Officials in developing countries say it will also help safeguard their property rights.

"In Brazil we had a fruit whose name was patented by another country ... and we had a fight over the right to use the name of our fruit in our products," said Luiz Alberto Figueiredo Machado, Brazil's lead climate negotiator, referring to the Acai berry.

"We won that fight but that's the kind of uncertainty we want to overcome with this new regime."

The protocol is part of the U.N. Convention on Biological Diversity, which recognizes the sovereign rights of states over their natural resources in areas within their jurisdiction and legally binds countries to conserve biological diversity. (Editing by Eric Walsh)

World failing in biodiversity struggle, UN chief warns
Yahoo News 22 Sep 10;

UNITED NATIONS (AFP) – The world is failing to stop the alarming loss of the Earth's species and habitat, a UN summit was warned Wednesday amid multinational bickering over who pays for the rescue.

"Too many people still fail to grasp the implications of this destruction," UN Secretary General Ban Ki-moon warned as he called for greater international action to protect plants and animals. "I urge all leaders present today to commit to reducing biodiversity loss."

Recent reports have warned that species are disappearing at up to 1,000 times the natural rate of disappearance because of human activity and now climate change.

UN states have missed an agreed 2010 deadline to achieve "a significant reduction" in the rate of wildlife loss, the UN chief said. "We have all heard of the web of life.
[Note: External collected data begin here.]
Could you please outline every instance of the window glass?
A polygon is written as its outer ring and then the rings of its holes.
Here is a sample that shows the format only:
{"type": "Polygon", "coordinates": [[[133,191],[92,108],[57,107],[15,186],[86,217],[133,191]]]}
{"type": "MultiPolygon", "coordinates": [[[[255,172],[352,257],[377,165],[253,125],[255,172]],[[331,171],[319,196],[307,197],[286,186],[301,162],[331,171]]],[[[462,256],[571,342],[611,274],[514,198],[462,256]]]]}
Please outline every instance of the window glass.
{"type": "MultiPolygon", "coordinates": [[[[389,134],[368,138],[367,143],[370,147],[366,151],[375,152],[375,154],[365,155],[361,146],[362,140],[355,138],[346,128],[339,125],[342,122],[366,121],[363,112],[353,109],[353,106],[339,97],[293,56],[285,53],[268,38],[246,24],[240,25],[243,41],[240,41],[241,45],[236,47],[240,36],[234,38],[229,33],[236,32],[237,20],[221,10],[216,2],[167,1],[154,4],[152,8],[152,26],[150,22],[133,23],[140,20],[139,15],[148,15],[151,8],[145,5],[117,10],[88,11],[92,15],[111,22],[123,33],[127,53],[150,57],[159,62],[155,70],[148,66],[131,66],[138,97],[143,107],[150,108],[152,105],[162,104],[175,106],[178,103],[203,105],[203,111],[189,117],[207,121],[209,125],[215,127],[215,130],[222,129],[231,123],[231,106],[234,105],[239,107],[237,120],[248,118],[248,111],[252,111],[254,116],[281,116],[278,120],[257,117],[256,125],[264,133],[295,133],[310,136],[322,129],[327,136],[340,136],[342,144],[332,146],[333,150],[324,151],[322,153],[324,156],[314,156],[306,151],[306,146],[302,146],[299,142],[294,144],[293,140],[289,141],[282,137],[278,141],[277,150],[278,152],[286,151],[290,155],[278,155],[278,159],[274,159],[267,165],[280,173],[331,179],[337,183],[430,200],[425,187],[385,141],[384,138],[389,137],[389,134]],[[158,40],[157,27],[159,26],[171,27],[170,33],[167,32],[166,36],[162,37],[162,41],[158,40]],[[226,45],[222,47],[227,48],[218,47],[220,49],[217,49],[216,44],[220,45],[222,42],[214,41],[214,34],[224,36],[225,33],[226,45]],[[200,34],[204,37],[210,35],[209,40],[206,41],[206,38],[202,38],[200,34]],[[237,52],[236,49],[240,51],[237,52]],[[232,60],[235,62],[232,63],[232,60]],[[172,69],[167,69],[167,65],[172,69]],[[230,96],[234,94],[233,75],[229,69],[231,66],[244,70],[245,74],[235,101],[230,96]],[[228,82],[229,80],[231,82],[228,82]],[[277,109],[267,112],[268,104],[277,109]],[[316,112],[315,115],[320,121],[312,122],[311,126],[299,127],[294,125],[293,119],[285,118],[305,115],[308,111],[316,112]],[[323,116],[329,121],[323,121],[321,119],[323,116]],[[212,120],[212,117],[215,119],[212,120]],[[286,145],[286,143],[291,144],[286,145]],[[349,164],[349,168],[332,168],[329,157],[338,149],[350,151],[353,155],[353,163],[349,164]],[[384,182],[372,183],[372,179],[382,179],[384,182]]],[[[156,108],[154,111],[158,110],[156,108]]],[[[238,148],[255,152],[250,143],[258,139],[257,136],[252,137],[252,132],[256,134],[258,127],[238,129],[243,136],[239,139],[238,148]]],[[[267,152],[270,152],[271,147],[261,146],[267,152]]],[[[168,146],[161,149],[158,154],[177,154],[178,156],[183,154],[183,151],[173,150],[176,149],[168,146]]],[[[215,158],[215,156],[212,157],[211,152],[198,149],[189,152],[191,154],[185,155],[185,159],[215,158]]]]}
The way we live threatens to trap us in a web of death," he commented.

The international community is locked in a battle however on how to set up a panel to assess Earth's biodiversity.

The mooted organisation, the Intergovernmental Science Policy Platform on Biodiversity and Ecosystem Services (IPBES), would list Earth's species at global and regional level, and spell out the value of them.

But diplomatic sources said the establishment of the group could be delayed, with developing countries holding out for a system that would give poor countries payments for the use of genetic "patrimony" -- unique species of plants or animals that, for instance, are found to have a commercial or medical use.

This would increase income for poor economies and also be an encouragement to nurture forests, wetlands and other vital habitats, they argue.

The Group of 77 developing countries, joined by China, reinforced the need for "fair and equitable sharing of benefits from the use of the biodiversity," in their presentation to the UN summit.

Ban said that a meeting on the 193-nation Convention on Biological Diversity in Nagoya, Japan next month will discuss the question of how to pay for the "equitable sharing" of the benefits from natural resources.

But many experts and ministers have said that the world cannot afford to delay setting up the new panel.

Jose-Manuel Barroso, the European Commission president, highlighted the stakes at the UN summit.

"We will not be able to mitigate climate change or adapt to its impacts, or prevent desertification and land degradation, if we don't protect our ecosystems and biodiversity," Barroso said.

He said it was crucial for the Nagoya meeting next month to adopt a strategic plan that would force all countries "to raise their game; to tackle the key drivers of biodiversity loss; to prevent ecological tipping points from being reached."

He said any accord with developing nations "should ensure transparency, legal certainty and predictability for those seeking access to genetic resources, as well as the fair and equitable sharing of the benefits derived from them."

"We need a deal in Nagoya," said Brazil's Environment Minister Izabella Teixeira. She called on the UN summit to "raise the profile of biodiversity and galvanize the political will and engagement of all countries."